Gli archi aprono So Sincere costruendo un’atmosfera in perfetto tema con la copertina del disco, questo brano in particolare è costruito come la perfetta colonna sonora per ciò che narra. Nella positiva Aspirations si ascolta il punto di vista di quello che sembra un immaginario pubblico che incoraggia il nostro protagonista, donandogli la fiducia di cui ha bisogno per fare ciò che ha promesso, usare il potere per fare del bene. “Believing the promises / please make your claims / really so sincere”, recita il testo, citando il titolo del brano precedente (abitudine simpatica ereditata da molti gruppi moderni questa, nel progressive spesso si inseriscono riferimenti lirici e / o musicali ad altri pezzi, magari come piccole easter egg).

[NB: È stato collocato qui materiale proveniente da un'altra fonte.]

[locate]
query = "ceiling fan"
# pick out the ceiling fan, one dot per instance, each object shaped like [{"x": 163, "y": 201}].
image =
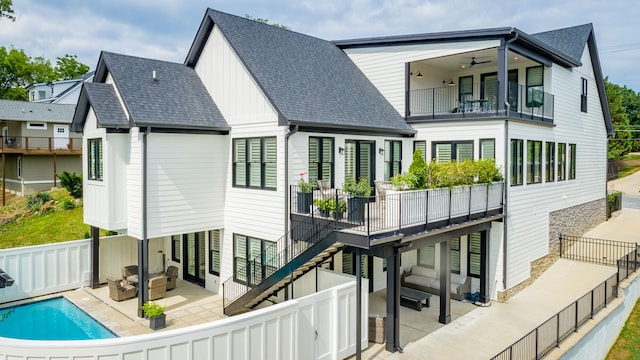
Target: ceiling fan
[{"x": 474, "y": 62}]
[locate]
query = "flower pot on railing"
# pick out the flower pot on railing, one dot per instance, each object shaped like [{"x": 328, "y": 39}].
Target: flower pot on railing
[{"x": 305, "y": 200}]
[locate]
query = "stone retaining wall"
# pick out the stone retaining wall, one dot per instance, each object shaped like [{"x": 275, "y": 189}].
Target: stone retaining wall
[{"x": 574, "y": 220}]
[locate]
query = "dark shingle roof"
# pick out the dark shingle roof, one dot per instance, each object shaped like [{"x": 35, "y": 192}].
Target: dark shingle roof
[
  {"x": 570, "y": 41},
  {"x": 309, "y": 81},
  {"x": 31, "y": 111},
  {"x": 105, "y": 103},
  {"x": 176, "y": 98}
]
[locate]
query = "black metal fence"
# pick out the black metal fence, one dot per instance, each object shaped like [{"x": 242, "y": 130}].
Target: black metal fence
[
  {"x": 539, "y": 342},
  {"x": 551, "y": 333}
]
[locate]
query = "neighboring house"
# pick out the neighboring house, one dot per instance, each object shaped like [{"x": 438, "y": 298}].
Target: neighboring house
[
  {"x": 59, "y": 92},
  {"x": 202, "y": 159},
  {"x": 35, "y": 144}
]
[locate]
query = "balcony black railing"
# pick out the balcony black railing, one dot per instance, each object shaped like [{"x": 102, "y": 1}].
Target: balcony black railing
[
  {"x": 480, "y": 100},
  {"x": 34, "y": 143},
  {"x": 398, "y": 210}
]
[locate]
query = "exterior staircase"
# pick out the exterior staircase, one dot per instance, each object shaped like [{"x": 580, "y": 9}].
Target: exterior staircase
[{"x": 306, "y": 246}]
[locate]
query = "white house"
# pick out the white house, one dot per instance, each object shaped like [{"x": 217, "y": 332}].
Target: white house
[{"x": 201, "y": 159}]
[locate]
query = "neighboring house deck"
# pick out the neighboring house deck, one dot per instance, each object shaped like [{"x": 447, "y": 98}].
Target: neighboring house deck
[{"x": 36, "y": 144}]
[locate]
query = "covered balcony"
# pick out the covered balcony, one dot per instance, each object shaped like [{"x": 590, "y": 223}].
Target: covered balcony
[{"x": 475, "y": 85}]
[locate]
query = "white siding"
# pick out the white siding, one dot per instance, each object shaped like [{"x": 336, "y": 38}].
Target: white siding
[
  {"x": 385, "y": 65},
  {"x": 134, "y": 184},
  {"x": 231, "y": 86},
  {"x": 186, "y": 180},
  {"x": 529, "y": 205}
]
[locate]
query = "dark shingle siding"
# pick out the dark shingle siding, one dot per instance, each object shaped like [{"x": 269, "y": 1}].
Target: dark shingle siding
[
  {"x": 176, "y": 98},
  {"x": 106, "y": 105},
  {"x": 308, "y": 79}
]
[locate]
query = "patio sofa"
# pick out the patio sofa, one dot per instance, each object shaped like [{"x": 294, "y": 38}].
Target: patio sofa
[{"x": 428, "y": 280}]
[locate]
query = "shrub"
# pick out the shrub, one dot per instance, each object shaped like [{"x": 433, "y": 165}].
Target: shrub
[
  {"x": 68, "y": 205},
  {"x": 71, "y": 182},
  {"x": 35, "y": 201}
]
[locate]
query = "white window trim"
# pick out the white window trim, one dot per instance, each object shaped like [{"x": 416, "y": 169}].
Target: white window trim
[{"x": 36, "y": 125}]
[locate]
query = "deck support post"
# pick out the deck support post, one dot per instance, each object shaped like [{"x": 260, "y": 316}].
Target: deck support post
[
  {"x": 445, "y": 282},
  {"x": 392, "y": 323},
  {"x": 95, "y": 257}
]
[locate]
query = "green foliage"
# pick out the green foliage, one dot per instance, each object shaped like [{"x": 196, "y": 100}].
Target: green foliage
[
  {"x": 329, "y": 205},
  {"x": 304, "y": 185},
  {"x": 418, "y": 169},
  {"x": 18, "y": 70},
  {"x": 35, "y": 201},
  {"x": 622, "y": 143},
  {"x": 68, "y": 205},
  {"x": 266, "y": 21},
  {"x": 6, "y": 10},
  {"x": 68, "y": 67},
  {"x": 359, "y": 188},
  {"x": 449, "y": 174},
  {"x": 72, "y": 182},
  {"x": 152, "y": 309}
]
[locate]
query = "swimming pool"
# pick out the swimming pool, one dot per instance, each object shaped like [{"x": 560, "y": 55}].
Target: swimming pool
[{"x": 53, "y": 319}]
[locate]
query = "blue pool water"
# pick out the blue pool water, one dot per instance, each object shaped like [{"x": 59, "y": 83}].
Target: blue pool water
[{"x": 54, "y": 319}]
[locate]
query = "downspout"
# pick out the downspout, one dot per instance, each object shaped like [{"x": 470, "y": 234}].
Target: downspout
[
  {"x": 507, "y": 173},
  {"x": 291, "y": 131},
  {"x": 143, "y": 245}
]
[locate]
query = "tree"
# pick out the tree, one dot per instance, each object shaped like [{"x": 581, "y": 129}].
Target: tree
[
  {"x": 6, "y": 10},
  {"x": 68, "y": 67},
  {"x": 18, "y": 70},
  {"x": 622, "y": 143},
  {"x": 266, "y": 21}
]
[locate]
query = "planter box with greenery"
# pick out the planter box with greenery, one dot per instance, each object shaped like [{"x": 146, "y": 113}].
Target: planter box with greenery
[
  {"x": 305, "y": 195},
  {"x": 358, "y": 193},
  {"x": 155, "y": 313}
]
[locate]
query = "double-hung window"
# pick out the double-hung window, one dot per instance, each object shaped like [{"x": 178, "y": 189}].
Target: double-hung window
[
  {"x": 583, "y": 95},
  {"x": 572, "y": 161},
  {"x": 516, "y": 161},
  {"x": 535, "y": 89},
  {"x": 255, "y": 163},
  {"x": 487, "y": 148},
  {"x": 534, "y": 162},
  {"x": 253, "y": 259},
  {"x": 443, "y": 152},
  {"x": 392, "y": 158},
  {"x": 214, "y": 252},
  {"x": 95, "y": 158},
  {"x": 422, "y": 146},
  {"x": 321, "y": 162},
  {"x": 549, "y": 163},
  {"x": 562, "y": 161}
]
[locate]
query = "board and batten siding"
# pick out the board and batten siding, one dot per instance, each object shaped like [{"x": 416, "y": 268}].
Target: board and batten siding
[
  {"x": 530, "y": 204},
  {"x": 186, "y": 176},
  {"x": 231, "y": 86},
  {"x": 384, "y": 66}
]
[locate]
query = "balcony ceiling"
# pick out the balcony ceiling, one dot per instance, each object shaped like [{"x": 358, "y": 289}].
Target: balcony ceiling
[{"x": 460, "y": 62}]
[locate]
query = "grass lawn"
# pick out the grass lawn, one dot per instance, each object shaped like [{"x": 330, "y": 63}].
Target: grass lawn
[
  {"x": 628, "y": 344},
  {"x": 26, "y": 227}
]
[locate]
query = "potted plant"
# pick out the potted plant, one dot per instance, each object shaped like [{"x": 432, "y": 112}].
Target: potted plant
[
  {"x": 357, "y": 191},
  {"x": 155, "y": 313},
  {"x": 305, "y": 194}
]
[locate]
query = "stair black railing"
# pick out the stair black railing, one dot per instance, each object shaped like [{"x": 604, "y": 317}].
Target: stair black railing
[{"x": 270, "y": 260}]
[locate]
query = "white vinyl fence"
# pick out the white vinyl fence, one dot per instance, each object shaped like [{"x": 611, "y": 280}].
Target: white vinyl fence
[
  {"x": 46, "y": 269},
  {"x": 318, "y": 326}
]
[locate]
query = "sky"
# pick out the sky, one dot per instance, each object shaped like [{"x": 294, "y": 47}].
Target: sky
[{"x": 164, "y": 29}]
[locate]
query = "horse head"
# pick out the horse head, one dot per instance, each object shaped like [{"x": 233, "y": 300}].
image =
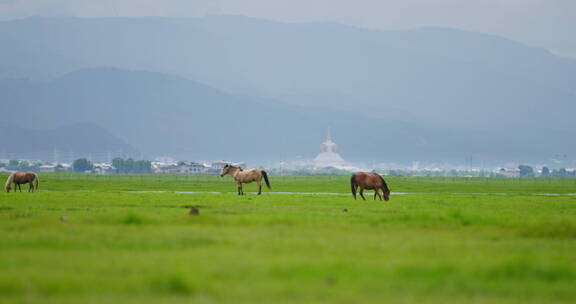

Il pezzo è un pacifico respiro prima di lanciarsi in Playing the Game, brano in cui inizia la caduta del protagonista nelle trappole del potere, inizia a farsi strada il senso di invincibilità, “I’ll play the game and never ever lose”.
Apre il lato B del vinile la più breve Cogs in Cogs, con un’intro che ricorda per certi versi alcune sonorità degli Haken, a dimostrazione di quanto le band progressive di oggi peschino dal passato. No God’s a Man rallenta e tocca alla conclusiva Valedictory chiudere il disco con le sue due voci leggermente sfasate. La caduta del protagonista è definitiva: “Hail to power and glorys’ way” recita la voce (“Viva la strada del potere e della gloria”), e poi un finale da Banco del Mutuo Soccorso, periodo Darwin! (Ricordi 1972). Niente lieto fine dunque, neanche nella traccia bonus The Power and the Glory, aggiunta con l’edizione rimasterizzata in CD. Niente lieto fine, così come la storia dei Gentle Giant, a sua volta, non ne ha avuto uno: soli dieci anni di carriera, sette ottimi dischi e poi il vuoto, con una conclusione non degna. La buona notizia è che si può ripercorrere i fasti del passato riascoltando dischi come questo.